Why do cats circle before they lay down? To get comfortable, of course, would be the obvious response. I see two answers; one is based on commonsense and the other takes a more scientific approach.
I’m on my bed dictating this article. My computer is on my lap. My cat approaches me and wants to sit where my computer is. I remove my computer from my lap and put it to one side. My cat looks at my lap for about four seconds and then walks onto it. He thinks. He then wants to settle down. He then makes two tight circles on my lap before plonking down in his usual position.
The Common Sense Answer
Why did he make those circles? The obvious and common sense reason is that he is making sure that he will be comfortable. He is selecting the right position to make sure that when he lies down on my lap he maximizes comfort. There are two basic options: he can face away from me or towards me. He invariably faces towards me but he appears to be making a selection. Ten minutes later he normally changes his position. He’ll change to facing away from me and take up a sleeping position with his head buried in my lap.
So the common sense answer is that when a cat makes tight circles before settling down, he or she is instinctively checking the ‘terrain’ to make sure that he will be as comfortable as possible when he settles.

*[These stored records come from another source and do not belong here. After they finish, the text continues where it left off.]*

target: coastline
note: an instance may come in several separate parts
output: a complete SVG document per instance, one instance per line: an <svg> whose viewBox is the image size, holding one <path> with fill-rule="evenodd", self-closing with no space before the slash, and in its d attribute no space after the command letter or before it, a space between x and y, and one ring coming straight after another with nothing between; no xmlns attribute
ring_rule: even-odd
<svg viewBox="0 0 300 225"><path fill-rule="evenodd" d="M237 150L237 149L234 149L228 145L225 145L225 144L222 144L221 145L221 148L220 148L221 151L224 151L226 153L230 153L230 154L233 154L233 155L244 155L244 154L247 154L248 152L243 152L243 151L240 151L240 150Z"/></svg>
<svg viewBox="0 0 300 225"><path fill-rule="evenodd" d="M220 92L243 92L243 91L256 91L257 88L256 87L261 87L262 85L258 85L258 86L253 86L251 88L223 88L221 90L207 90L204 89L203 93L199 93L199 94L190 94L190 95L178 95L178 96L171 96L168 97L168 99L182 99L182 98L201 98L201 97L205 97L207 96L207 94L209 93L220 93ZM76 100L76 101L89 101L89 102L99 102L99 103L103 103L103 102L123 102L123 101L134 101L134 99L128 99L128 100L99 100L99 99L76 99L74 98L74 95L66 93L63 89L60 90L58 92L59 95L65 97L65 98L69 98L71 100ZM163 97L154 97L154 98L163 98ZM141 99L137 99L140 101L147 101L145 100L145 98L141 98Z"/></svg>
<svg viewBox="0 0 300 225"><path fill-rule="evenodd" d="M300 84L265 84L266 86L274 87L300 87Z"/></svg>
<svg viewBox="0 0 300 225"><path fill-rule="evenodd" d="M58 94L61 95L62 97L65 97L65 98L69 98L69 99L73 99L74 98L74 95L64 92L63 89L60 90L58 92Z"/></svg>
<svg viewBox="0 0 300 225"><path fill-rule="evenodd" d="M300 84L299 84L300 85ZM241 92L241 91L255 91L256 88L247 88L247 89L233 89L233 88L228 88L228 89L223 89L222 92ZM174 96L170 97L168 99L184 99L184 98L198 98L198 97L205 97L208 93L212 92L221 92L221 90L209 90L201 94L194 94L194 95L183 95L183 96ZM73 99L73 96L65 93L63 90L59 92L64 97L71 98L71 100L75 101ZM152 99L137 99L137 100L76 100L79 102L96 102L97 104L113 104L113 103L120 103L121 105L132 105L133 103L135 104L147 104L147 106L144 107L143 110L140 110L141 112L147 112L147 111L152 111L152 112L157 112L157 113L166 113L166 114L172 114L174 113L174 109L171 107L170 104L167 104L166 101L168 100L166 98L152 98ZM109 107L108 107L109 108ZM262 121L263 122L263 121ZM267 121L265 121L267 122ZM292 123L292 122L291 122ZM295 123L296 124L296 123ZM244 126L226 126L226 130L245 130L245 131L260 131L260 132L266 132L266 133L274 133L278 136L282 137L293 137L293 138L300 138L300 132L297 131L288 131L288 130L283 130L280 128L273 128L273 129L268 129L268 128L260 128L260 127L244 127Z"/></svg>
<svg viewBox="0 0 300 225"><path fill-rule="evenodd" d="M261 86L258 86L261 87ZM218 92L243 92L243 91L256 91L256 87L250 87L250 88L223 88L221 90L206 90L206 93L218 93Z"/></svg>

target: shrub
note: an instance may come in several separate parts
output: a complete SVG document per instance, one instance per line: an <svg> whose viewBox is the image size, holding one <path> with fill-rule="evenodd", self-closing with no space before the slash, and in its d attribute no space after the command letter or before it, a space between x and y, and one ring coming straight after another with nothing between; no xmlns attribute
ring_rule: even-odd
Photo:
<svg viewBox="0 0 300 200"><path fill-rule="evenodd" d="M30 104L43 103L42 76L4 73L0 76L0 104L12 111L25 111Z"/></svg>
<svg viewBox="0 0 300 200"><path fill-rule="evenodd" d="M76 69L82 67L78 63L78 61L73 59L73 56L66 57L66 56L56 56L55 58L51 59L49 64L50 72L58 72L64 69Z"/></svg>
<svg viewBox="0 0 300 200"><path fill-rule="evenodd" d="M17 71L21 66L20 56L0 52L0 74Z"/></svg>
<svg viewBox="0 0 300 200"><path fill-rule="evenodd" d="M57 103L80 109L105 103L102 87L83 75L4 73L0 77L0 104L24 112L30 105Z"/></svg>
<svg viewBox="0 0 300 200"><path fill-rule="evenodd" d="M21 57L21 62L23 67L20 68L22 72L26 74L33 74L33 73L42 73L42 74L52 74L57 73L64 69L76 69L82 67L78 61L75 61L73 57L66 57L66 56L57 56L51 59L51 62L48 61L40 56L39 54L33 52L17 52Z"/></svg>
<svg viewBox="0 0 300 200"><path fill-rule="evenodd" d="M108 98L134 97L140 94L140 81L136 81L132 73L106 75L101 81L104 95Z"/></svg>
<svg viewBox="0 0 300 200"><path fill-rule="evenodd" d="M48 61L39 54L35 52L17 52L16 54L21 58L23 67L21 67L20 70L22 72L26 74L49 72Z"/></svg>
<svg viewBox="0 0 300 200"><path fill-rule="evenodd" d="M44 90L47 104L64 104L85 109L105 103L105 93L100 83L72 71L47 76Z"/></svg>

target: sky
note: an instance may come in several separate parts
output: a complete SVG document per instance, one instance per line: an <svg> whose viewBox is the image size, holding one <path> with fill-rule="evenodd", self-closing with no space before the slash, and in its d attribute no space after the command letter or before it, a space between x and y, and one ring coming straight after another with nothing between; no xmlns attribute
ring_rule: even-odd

This answer appeals to me. Incidentally, I notice that while my cat is circling he is looking down towards his feet which indicates to me that he is checking the area upon which he will settle. This reinforces my belief that he is checking the contours of the area to make sure that his body fits into it as nicely as possible. Cats don’t always do it. This tells me that they have learnt the ideal position from past sessions.
A More Scientific Answer
Dogs also do this. And there’s no doubt that both cats and dogs do it as an inherited behavior from their wild ancestors which in the case of the dog is the grey wolf and for the cat is the North African wildcat. Obviously both these animals live in the wild. The terrain is less comfortable. Walking in tight circles may help to pat down the area where they wish to snooze to make it more comfortable.
There also may be the issue of survival so choosing a position in which to settle may be dictated by the field of view and what they can see from that position.
I don’t think there’s any evidence to suggest cats and dogs circle in this way to tramp down the area or to make it some sort of marker to claim territory. I believe it has to do with being comfortable and there will be probably an element of survival behind it because in the wild a cat is vulnerable when he’s resting on the ground.